June 07, 2012
Our 'Titanic' economy
Per the headline, the "Titanic" economy of today.
People hear about how income inequality today in America is as bad as since the Great Depression, and actually, that's not quite true.
Reality? It's as bad as since World War I, or earlier. In other words, we have a Titanic economy. And, per the book, we have everything else of that era. That includes rich who look down on the poor (in steerage/third class) while encouraging the middle class (seated in second class) to do the same. We have the attitudes of social Darwinism or its religious variant in drag, the success gospel, that the poor caused their fate and deserve it, and ditto for the rich. The role of luck/contingency gets swept under the rug.

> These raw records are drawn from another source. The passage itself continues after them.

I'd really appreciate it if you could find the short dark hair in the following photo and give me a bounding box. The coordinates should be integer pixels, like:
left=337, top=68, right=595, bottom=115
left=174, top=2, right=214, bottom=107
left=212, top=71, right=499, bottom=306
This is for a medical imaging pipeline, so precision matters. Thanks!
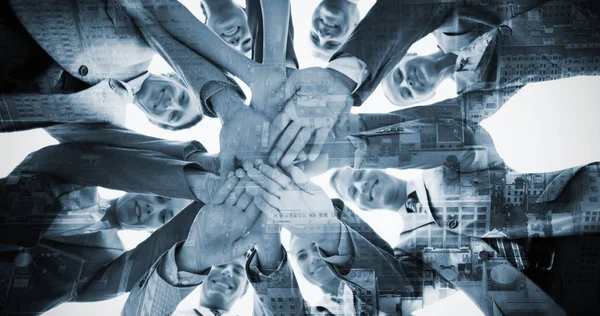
left=150, top=115, right=203, bottom=131
left=150, top=71, right=202, bottom=131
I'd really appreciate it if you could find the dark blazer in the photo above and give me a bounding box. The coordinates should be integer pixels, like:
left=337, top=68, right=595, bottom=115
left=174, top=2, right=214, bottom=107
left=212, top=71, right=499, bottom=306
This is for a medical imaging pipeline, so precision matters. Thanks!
left=0, top=136, right=209, bottom=314
left=332, top=0, right=596, bottom=105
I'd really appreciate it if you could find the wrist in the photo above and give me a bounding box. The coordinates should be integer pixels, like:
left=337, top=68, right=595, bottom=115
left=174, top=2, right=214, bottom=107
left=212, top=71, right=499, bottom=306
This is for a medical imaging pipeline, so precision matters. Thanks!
left=207, top=86, right=246, bottom=122
left=175, top=241, right=210, bottom=274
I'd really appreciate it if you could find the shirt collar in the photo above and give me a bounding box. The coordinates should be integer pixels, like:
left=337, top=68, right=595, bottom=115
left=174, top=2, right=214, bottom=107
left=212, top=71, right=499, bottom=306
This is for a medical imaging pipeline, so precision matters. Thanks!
left=453, top=29, right=498, bottom=94
left=194, top=305, right=229, bottom=316
left=127, top=71, right=150, bottom=95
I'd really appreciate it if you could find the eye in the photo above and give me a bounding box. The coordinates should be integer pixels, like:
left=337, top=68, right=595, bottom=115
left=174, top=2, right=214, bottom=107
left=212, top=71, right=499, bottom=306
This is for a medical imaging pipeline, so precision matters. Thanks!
left=168, top=111, right=177, bottom=123
left=348, top=187, right=356, bottom=199
left=310, top=32, right=319, bottom=45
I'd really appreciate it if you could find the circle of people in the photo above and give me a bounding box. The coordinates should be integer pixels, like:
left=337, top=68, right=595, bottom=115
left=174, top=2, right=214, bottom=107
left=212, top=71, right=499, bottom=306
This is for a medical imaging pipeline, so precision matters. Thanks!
left=0, top=0, right=600, bottom=316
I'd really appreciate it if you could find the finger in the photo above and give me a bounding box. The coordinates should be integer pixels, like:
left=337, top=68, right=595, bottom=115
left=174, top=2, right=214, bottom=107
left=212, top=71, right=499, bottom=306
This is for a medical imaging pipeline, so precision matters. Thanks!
left=219, top=152, right=235, bottom=183
left=248, top=168, right=282, bottom=195
left=283, top=71, right=302, bottom=100
left=235, top=168, right=246, bottom=179
left=246, top=184, right=282, bottom=209
left=210, top=177, right=240, bottom=204
left=308, top=127, right=330, bottom=161
left=235, top=192, right=252, bottom=211
left=294, top=150, right=308, bottom=162
left=258, top=164, right=292, bottom=189
left=279, top=128, right=311, bottom=167
left=269, top=111, right=292, bottom=145
left=253, top=196, right=281, bottom=220
left=225, top=180, right=246, bottom=206
left=284, top=165, right=310, bottom=185
left=269, top=122, right=302, bottom=166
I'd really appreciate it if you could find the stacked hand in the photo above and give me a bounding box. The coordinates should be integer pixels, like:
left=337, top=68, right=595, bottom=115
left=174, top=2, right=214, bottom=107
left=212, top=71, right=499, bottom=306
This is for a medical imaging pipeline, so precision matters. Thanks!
left=238, top=161, right=340, bottom=247
left=177, top=176, right=264, bottom=272
left=269, top=67, right=353, bottom=167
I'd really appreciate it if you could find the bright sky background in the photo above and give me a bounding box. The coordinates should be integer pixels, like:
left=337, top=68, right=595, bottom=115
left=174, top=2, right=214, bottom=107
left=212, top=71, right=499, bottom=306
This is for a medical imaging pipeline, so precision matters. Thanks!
left=0, top=0, right=600, bottom=316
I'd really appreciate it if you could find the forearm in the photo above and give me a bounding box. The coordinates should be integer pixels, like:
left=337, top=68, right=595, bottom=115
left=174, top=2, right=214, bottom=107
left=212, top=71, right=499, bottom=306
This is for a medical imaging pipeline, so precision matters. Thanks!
left=207, top=83, right=246, bottom=122
left=17, top=144, right=200, bottom=200
left=45, top=123, right=206, bottom=161
left=0, top=93, right=124, bottom=132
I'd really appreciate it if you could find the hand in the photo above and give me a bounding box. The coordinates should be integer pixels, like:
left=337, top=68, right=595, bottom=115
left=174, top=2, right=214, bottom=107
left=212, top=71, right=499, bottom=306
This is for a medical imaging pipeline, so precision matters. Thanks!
left=219, top=107, right=286, bottom=184
left=176, top=176, right=264, bottom=273
left=269, top=67, right=353, bottom=167
left=244, top=160, right=340, bottom=244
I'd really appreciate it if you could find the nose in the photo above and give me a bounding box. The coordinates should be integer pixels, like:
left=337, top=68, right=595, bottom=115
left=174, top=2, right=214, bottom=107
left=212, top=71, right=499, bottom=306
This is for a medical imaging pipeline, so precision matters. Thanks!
left=354, top=180, right=367, bottom=193
left=319, top=26, right=331, bottom=40
left=221, top=266, right=233, bottom=278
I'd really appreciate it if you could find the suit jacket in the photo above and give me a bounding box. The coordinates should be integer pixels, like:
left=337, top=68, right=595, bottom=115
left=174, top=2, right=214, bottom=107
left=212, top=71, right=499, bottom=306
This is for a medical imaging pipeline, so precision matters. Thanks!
left=0, top=0, right=237, bottom=131
left=396, top=163, right=599, bottom=315
left=0, top=136, right=209, bottom=314
left=332, top=0, right=560, bottom=106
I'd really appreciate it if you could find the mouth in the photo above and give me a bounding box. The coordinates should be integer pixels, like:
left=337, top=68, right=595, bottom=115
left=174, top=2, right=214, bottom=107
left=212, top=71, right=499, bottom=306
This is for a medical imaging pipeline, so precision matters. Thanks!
left=221, top=25, right=242, bottom=37
left=135, top=202, right=142, bottom=223
left=310, top=265, right=325, bottom=274
left=413, top=68, right=425, bottom=87
left=212, top=280, right=233, bottom=290
left=369, top=180, right=379, bottom=201
left=152, top=89, right=165, bottom=113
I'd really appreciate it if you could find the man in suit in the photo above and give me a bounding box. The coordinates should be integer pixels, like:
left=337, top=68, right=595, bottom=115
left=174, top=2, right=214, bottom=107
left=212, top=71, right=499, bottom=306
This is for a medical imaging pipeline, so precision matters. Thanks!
left=310, top=0, right=360, bottom=59
left=1, top=0, right=237, bottom=131
left=331, top=164, right=599, bottom=314
left=383, top=1, right=600, bottom=106
left=270, top=0, right=593, bottom=167
left=237, top=164, right=414, bottom=315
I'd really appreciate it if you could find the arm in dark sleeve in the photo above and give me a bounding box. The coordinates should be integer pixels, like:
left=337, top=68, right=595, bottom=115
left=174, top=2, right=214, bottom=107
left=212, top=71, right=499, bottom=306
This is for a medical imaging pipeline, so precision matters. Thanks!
left=246, top=0, right=299, bottom=69
left=331, top=0, right=454, bottom=105
left=15, top=144, right=206, bottom=200
left=246, top=248, right=309, bottom=315
left=77, top=201, right=204, bottom=306
left=46, top=123, right=206, bottom=160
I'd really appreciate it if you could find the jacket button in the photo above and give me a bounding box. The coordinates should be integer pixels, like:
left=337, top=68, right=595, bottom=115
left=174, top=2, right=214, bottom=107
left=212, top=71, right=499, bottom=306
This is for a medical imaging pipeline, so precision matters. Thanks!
left=79, top=66, right=90, bottom=77
left=448, top=219, right=458, bottom=229
left=498, top=24, right=512, bottom=36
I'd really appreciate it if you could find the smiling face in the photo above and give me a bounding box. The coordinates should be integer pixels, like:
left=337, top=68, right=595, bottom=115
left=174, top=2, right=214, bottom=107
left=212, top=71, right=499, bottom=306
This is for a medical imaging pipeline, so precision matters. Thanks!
left=310, top=0, right=360, bottom=58
left=200, top=258, right=248, bottom=310
left=331, top=168, right=406, bottom=211
left=115, top=193, right=190, bottom=230
left=206, top=5, right=252, bottom=54
left=383, top=55, right=444, bottom=106
left=134, top=74, right=202, bottom=129
left=290, top=236, right=339, bottom=288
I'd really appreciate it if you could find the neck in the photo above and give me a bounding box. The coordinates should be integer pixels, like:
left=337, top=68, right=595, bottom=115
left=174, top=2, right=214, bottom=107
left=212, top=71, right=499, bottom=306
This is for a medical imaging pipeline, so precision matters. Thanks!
left=321, top=278, right=340, bottom=296
left=435, top=51, right=458, bottom=80
left=102, top=199, right=122, bottom=230
left=202, top=0, right=235, bottom=16
left=390, top=179, right=408, bottom=211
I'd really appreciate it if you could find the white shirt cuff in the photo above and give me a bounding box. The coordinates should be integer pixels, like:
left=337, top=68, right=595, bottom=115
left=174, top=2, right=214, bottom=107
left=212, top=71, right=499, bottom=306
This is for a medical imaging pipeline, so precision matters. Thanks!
left=327, top=56, right=369, bottom=93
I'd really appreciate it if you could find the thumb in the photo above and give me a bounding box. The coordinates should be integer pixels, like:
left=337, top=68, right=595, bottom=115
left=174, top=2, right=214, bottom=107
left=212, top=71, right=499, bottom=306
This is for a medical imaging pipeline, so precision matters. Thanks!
left=282, top=71, right=301, bottom=100
left=219, top=151, right=235, bottom=184
left=283, top=165, right=310, bottom=185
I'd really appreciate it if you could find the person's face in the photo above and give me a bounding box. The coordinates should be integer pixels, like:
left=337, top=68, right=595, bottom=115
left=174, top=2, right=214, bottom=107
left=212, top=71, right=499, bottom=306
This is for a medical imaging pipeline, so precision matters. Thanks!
left=310, top=0, right=360, bottom=55
left=135, top=74, right=202, bottom=128
left=200, top=258, right=248, bottom=310
left=383, top=55, right=443, bottom=106
left=290, top=236, right=337, bottom=287
left=206, top=5, right=252, bottom=54
left=332, top=168, right=401, bottom=210
left=116, top=193, right=190, bottom=230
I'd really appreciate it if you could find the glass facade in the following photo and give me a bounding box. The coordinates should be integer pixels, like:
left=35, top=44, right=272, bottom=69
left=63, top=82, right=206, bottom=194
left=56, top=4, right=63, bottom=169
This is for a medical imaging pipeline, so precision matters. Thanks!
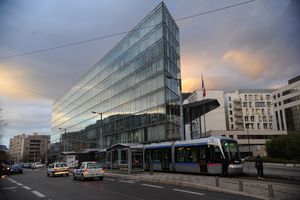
left=51, top=3, right=180, bottom=151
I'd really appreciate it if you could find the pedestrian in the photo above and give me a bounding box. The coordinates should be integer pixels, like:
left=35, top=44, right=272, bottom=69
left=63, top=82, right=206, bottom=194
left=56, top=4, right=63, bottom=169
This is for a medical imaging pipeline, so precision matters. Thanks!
left=221, top=157, right=229, bottom=176
left=255, top=155, right=264, bottom=179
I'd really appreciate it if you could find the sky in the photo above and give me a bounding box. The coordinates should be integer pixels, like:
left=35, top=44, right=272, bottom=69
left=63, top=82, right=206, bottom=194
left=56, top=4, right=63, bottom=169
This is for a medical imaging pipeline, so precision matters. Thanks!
left=0, top=0, right=300, bottom=145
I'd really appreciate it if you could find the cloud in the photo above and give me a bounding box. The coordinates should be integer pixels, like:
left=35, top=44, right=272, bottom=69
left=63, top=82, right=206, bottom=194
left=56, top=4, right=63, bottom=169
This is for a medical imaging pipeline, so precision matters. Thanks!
left=223, top=50, right=266, bottom=80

True, this attitude was more common, or at least more open, in Britain than in the U.S. But, that's in part because the U.S. then as today believed it was a classless society. Another one of those American myths of both then and now, and one that usually gets stronger as myth the less true it is. (Let's not forget the U.S. drive to sterilize "imbeciles," who were usually people too poor to have gotten much schooling, and how the sterilization push found support in Hitlerite Germany.)
Anyway, here's the review:
Good overall. There's no "Unsinkable" Molly Brown here, but there's plenty of stories about other Titanic survivors.
And, not all of them "survived" as well as Molly Brown. Many widows went through multiple post-Titanic marriages. Some survivors went heavily into debt, perhaps as a coping mechanism. And, several survivors committed suicide. Indeed, one survivor who did not commit suicide nonetheless said she had "died" on April 14, 1912.
There's a bit of a depressing angle to this at times, to be honest.
At the same time, there's several other good takeaways from the book.
One, of course, is the hubris. If we want to start the "Edwardian Age" (from Britain's perspective) late in Victoria's reign, and run it past his 1910 death, the Titanic should be coupled with Aug. 4, 1914 and WWI as twin death knells for it.
Another is the class divisions, reflected among other things in the price divisions between first, second and third class seats, and also in the difference between female deaths in first and in third class. (It's worth noting today that income stratification is just about as bad again.)